# Marketing



## amw (Nov 2, 2006)

It is the end of the year and I am trying to re-evaluate for next year. My business consists of 75% wedding cakes, 15% special occasion cakes/corporate work, and 10% "artful edibles" like decorated cookies, etc. I am trying to revamp my marketing plan. Currently, advertising in bridal industry mags and websites work for me. Bridal Shows are almost always a loss. I am planning on calling on caterers with samples in January when everyone is slow. Are there any business owners out there willing to share what works and does not work for them? Anyone have any suggestions? Thanks!!


----------



## kuan (Jun 11, 2001)

First I'd evaluate your goals and your results over the past two years. How's growth? Increasing? If so, in what area? Where do you think you can get the most return on your non-advertising dollar? Identify your growth opportunities and narrow them down to two or three, and then eject one. 

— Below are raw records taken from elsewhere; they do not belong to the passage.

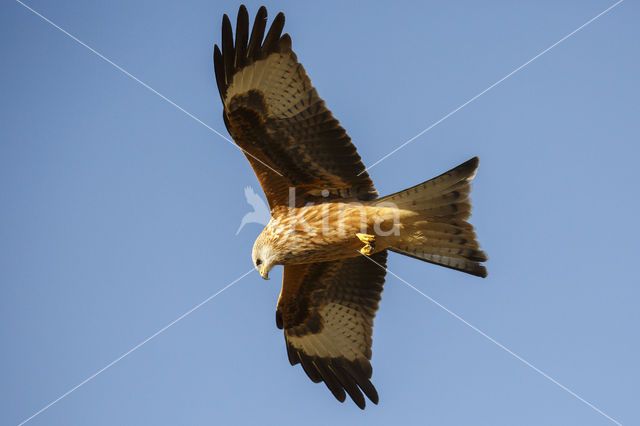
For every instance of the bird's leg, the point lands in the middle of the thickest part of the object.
(369, 243)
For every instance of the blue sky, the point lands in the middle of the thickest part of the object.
(118, 214)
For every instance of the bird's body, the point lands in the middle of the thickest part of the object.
(328, 228)
(324, 232)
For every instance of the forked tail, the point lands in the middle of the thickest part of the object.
(433, 221)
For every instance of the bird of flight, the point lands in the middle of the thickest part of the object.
(328, 227)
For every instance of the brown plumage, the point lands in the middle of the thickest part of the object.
(325, 210)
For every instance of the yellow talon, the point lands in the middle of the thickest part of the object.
(369, 243)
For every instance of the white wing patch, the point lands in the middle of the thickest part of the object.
(343, 334)
(283, 82)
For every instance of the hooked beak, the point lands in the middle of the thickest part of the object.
(264, 273)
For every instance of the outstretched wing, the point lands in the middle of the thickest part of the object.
(327, 311)
(275, 115)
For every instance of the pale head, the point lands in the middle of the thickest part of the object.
(263, 255)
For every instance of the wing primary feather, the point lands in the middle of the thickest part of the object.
(259, 25)
(362, 380)
(292, 354)
(348, 383)
(309, 367)
(271, 40)
(227, 49)
(218, 66)
(332, 382)
(242, 37)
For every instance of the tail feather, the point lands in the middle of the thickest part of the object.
(433, 221)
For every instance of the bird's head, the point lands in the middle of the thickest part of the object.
(263, 256)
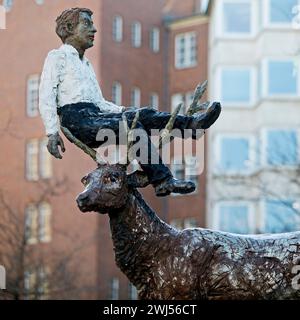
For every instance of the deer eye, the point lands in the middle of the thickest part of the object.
(114, 177)
(84, 180)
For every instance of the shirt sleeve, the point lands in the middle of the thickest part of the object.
(48, 91)
(104, 105)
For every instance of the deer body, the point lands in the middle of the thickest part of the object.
(164, 263)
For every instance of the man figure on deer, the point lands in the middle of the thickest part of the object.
(70, 95)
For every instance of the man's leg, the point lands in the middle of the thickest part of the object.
(85, 123)
(152, 119)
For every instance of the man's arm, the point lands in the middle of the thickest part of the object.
(47, 101)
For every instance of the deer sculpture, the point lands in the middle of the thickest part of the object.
(166, 263)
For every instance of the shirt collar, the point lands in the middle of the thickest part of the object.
(72, 50)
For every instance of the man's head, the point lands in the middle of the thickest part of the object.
(75, 26)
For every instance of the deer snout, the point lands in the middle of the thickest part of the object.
(83, 201)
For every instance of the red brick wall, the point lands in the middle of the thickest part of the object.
(24, 45)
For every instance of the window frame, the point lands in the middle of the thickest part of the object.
(187, 64)
(235, 35)
(251, 213)
(7, 4)
(265, 80)
(267, 23)
(135, 97)
(44, 229)
(117, 87)
(31, 224)
(136, 34)
(252, 153)
(115, 288)
(252, 90)
(117, 28)
(154, 100)
(30, 175)
(181, 160)
(154, 39)
(264, 147)
(263, 209)
(31, 109)
(45, 160)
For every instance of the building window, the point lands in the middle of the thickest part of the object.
(185, 98)
(44, 222)
(38, 223)
(36, 285)
(45, 160)
(136, 97)
(184, 223)
(235, 154)
(117, 28)
(186, 169)
(237, 17)
(178, 168)
(7, 4)
(191, 169)
(154, 39)
(185, 50)
(280, 12)
(32, 151)
(33, 95)
(38, 160)
(281, 147)
(114, 289)
(235, 217)
(280, 216)
(136, 34)
(154, 101)
(281, 79)
(31, 224)
(236, 86)
(117, 93)
(133, 294)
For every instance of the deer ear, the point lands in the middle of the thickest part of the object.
(137, 179)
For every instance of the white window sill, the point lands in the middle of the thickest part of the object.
(185, 66)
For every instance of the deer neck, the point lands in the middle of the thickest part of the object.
(136, 231)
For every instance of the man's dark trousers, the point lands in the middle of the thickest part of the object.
(84, 120)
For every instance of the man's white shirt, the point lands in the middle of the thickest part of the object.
(66, 79)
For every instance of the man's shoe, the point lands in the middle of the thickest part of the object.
(206, 119)
(171, 184)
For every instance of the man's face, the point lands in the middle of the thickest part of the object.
(84, 33)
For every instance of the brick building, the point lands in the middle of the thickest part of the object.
(171, 37)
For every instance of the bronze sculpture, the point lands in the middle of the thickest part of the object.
(189, 264)
(69, 89)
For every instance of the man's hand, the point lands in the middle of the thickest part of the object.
(54, 140)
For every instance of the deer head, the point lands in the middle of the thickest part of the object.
(106, 187)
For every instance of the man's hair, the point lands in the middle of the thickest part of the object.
(69, 17)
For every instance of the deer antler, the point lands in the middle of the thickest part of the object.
(91, 152)
(129, 133)
(198, 93)
(163, 139)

You mention that bridal shows are a loss. Are you taking full advantage of the opportunity presented or are you trying to sell the wrong thing at a bridal show? Maybe a different product at the bridal show may work better, or maybe sell your product at a different type of show.

Good luck!


----------



## momoreg (Mar 4, 2000)

I have a similar business, and most of my new clients come from either word of mouth, or online. Make sure you have a website with pictures, and try advertising on some of the free websites, so that the search engines find you. 

Are you trying to change your demographic, or the types of cakes that you do, or are you just trying to increase sales?


----------



## amw (Nov 2, 2006)

Momoreg- I have a website which is fine but will be updated after the first of the year, when things slow down. I am trying to increase sales and trying to target a more high end clientele and tap a new geographic location. I moved about 2 years ago and it put a dent into my bottom line. It looks like I am returning to where I was formerly but would like to really turbo charge it. My product is high end- all fresh from scratch, IMBC, my work has won awards. My price is not the highest in the area but is in the high end range, also. I am not a volume baker- I only do 2-3 (wedding) cakes per week. I am looking for that customer who wants a high quality product, great service, and is willing to pay for it. So- given all that information, I am trying to figure out (besides the event planner quest I am planning) if there was something I had not figured out that would help me.


----------